Glocester is a town in Providence County, Rhode Island. The town was incorporated in 1731 and covers an area of approximately 55 square miles.

Before European settlers arrived, the area was inhabited by the Narragansett and Wampanoag tribes. The land that would become Glocester was purchased from the Narragansett tribe in 1665 by Major William Hopkins and other investors.

The first European settlement in the area was established in the 1690s by Quakers from Rhode Island and Massachusetts. The town was initially part of Providence until it was officially incorporated as a separate entity in 1731. The town was named after the English city of Gloucester.

In the 18th and early 19th centuries, Glocester was primarily an agricultural community. Farms in the area produced dairy products, vegetables, and fruit. The town also had several mills, including sawmills, gristmills, and textile mills.

During the American Revolution, the town contributed soldiers to the Continental Army.

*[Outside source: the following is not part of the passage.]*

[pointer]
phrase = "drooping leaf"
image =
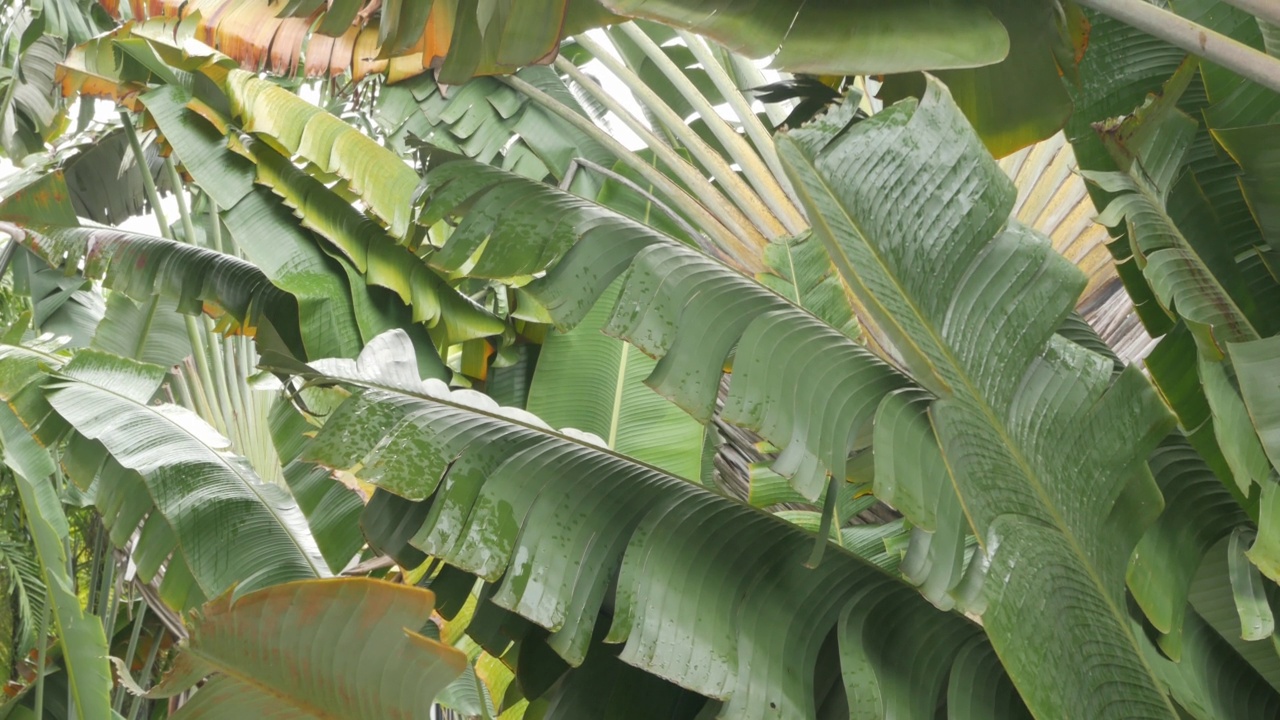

Several battles and skirmishes were fought in the area, including the Battle of Rhode Island, which took place in nearby Newport.

In the late 19th and early 20th centuries, the town’s economy shifted away from agriculture and towards manufacturing. The town had several factories producing goods such as textiles, rubber products, and paper. The town also had a thriving granite industry, with several quarries in operation.

In the mid-20th century, the town’s economy shifted again, with many of the factories closing down. The town’s population began to decline, and many residents moved to nearby cities for work.

Today, Glocester is a small, rural town with a population of around 10,000 residents. The town’s economy is primarily based on agriculture and small businesses. The town is known for its scenic beauty, with forests, lakes, and rivers providing ample opportunities for outdoor recreation. The town is also home to several historic sites, including the Chepachet Village Historic District, which features several well-preserved 19th-century buildings.